Business

Friday October 30, 2009

The role of boards in rethinking market space

Whose Business Is It Anyway? - By John Zinkin


ONE of the biggest disadvantages boards can face in thinking about where to take their companies is where they came from – their history and the so-called legacy effect.

Start-up companies are not faced with the same problem and so, it is easier for them to create “Blue Oceans” in which to operate without having to face the debilitating battle for share that typifies “Red Ocean” strategies.

Past failure means future failure. Sometimes companies do things that damage their reputation or the reputation of their brands irretrievably. In these circumstances, there are only two possible solutions: withdraw or rebrand. The costs of overcoming the adverse legacy effects are too great.

In past success lies future failure. If the company has a track record of success, the very fact of its past success may be the cause of its future failure. This is because of the natural temptation to think that “If it ain’t broke, don’t fix it”. And yet the commercial environment in which the company operates keeps changing, so that what was right for the past may become a guarantee of failure in the future.

Ironically, one of the reasons General Motors (GM) went bankrupt in 2009 was a HR policy that had contributed to its success until the late 1980s – its superior pension and medical benefits – advocated by no less a business guru than Peter Drucker himself in 1946.

The resulting costs meant that GM was saddled with about US$1,500 a car in extra expenses compared with Japanese and German manufacturers who set up plants in the southern United States where no such benefits were on offer. Cutting production and employment did not help as the fixed costs of these entitlements for past employees were spread over fewer and fewer cars, making the problem worse.

Andy Grove of Intel is rightly famous for having recognised this problem when he stopped the company manufacturing memory chips and made it into the world’s dominant manufacturer of microprocessors at a time when it was still a leader in memory chips; he could see that past success was a recipe for future failure as a result of increased competition from Asia turning the memory chips market into a “Red Ocean”. He summarised this mindset in the memorable phrase, “Only the paranoid survive”.

At the heart of the problem posed by past success is the natural tendency to become complacent, reinforcing inertia. People and organisations do not like change and past success is used to justify the need not to change. It is the role of the board to challenge this thinking on a regular basis.
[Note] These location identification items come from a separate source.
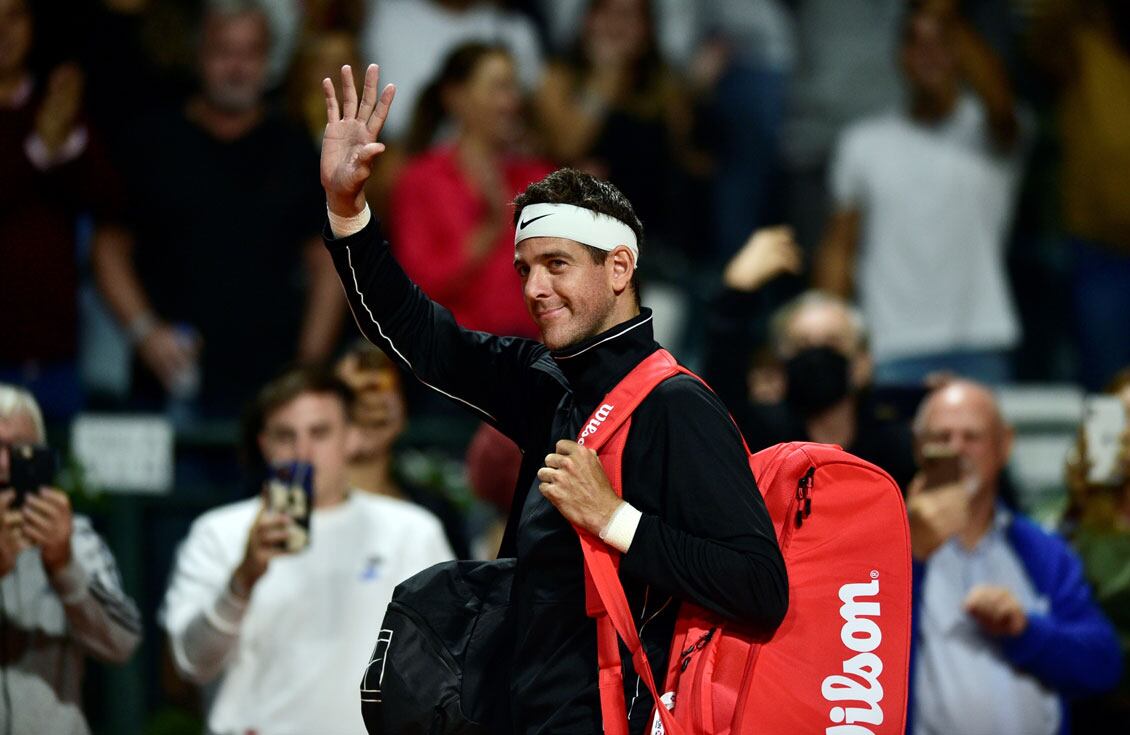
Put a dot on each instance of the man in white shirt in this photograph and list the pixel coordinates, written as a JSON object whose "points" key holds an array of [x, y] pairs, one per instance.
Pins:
{"points": [[284, 637], [923, 202], [1006, 630]]}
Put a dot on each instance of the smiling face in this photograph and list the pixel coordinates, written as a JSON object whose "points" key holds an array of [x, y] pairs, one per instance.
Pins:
{"points": [[571, 296]]}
Companies that have failed to change with the times have either gone out of business or changed by hostile managements who have taken them over, for the only constant in business is the permanence of change – driven by politics, economics, competition, social change or improved technology.

Companies that were leaders in telex were replaced by companies that marketed facsimile machines, which in turn were put out of business by personal computers (PC), email and Skype. Now PC makers are potentially threatened by manufacturers of PDAs and smartphones.
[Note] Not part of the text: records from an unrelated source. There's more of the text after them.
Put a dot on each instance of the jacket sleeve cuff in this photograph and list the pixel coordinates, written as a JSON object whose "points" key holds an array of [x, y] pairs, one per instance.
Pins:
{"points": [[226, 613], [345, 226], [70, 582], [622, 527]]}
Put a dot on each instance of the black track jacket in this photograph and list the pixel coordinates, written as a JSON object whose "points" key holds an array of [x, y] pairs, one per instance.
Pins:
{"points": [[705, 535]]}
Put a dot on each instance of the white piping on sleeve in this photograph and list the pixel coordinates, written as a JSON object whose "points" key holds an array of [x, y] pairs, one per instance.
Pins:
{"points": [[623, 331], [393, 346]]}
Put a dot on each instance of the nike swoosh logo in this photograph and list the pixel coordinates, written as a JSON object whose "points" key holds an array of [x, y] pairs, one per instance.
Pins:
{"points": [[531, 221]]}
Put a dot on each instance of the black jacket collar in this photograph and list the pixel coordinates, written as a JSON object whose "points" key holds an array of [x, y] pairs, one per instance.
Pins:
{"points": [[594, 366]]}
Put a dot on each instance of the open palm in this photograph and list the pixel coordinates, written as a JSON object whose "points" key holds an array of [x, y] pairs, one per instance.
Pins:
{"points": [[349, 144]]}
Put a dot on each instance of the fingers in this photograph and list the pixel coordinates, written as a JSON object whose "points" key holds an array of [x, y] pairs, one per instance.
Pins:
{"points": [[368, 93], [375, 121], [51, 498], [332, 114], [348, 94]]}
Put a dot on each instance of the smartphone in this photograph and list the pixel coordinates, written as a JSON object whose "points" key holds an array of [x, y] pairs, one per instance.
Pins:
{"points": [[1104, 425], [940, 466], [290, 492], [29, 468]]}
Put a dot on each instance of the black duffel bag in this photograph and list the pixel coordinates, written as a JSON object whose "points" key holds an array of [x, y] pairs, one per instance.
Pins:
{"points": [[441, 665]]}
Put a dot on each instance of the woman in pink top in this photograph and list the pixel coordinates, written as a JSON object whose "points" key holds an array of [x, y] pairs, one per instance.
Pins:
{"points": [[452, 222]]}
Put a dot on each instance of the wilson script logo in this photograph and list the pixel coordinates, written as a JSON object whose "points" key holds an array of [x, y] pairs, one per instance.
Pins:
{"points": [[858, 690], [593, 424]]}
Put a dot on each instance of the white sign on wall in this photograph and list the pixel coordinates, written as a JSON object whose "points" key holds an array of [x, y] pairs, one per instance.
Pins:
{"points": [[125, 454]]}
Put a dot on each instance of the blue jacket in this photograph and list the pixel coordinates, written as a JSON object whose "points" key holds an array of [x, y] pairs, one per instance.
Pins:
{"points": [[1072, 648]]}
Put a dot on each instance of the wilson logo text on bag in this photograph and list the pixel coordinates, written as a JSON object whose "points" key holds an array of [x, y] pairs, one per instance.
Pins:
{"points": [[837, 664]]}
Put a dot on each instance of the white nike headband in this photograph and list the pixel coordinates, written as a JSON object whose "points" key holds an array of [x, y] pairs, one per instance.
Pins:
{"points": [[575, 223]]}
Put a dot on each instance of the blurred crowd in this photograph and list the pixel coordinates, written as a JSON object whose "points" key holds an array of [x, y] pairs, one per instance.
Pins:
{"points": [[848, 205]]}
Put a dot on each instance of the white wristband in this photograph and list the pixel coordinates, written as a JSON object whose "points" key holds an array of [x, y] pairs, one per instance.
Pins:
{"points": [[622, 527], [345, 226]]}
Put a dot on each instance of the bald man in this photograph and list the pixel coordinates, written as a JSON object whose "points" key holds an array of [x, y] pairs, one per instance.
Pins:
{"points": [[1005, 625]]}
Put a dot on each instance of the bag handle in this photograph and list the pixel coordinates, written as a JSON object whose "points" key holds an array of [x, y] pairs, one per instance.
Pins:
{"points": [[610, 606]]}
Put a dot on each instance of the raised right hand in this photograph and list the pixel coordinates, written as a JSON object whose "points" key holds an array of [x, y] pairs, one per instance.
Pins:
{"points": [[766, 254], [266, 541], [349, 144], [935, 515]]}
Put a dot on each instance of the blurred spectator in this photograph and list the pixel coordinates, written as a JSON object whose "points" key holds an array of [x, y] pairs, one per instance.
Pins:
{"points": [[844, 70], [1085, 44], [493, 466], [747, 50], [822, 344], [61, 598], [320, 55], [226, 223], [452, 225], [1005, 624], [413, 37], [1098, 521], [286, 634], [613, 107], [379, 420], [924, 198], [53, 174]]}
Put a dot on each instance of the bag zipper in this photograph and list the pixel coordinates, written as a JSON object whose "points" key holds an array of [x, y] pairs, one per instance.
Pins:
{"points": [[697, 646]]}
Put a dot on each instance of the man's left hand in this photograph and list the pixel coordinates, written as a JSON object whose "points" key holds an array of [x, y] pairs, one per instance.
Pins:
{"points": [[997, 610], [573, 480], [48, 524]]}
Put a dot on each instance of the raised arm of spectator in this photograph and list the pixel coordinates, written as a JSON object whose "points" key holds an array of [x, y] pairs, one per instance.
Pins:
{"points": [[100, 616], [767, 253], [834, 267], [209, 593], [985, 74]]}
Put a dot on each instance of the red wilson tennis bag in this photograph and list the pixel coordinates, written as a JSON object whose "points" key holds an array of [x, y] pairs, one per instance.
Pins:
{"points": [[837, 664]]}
Sometimes companies are imprisoned in the minds of their customers by their past claims to fame. Their brand and what it stands for is so firmly embedded that there is little they can do to change this perception.

A good example of this is Xerox. Ask anybody what does Xerox do, and the answer will be it makes copiers. Indeed the name has become shorthand for making copies. Yet Xerox is the inventor of the daisy wheel, the mouse, Ethernet, the PC, the pull-down menu and interface that Apple popularised; in short, everything that makes the modern office what it is. Xerox has spent hundreds of millions of dollars in advertising since 1985 telling the world it is not a copier company and yet we all still know that it is a copier company.

In past failure lies future success. One of the reasons why America has such an enviable track record of innovation is that failure is a mark of honour in places like Silicon Valley. Failure is the result of pushing the envelope so that people learn from their mistakes.

Such a mindset lies at the heart of American entrepreneurial optimism, where tomorrow will be a better day.

Thomas Edison, the founder of General Electric, said: “Results? Why, man, I have gotten lots of results! If I find 10,000 ways something won’t work, I haven’t failed. I am not discouraged, because every wrong attempt discarded is often a step forward ... ”

Boards must think carefully which of these three conditions applies to their company for the survival of their organisation will depend on getting the answer right.

The writer is CEO of Securities Industry Development Corp, the training and development arm of the Securities Commission.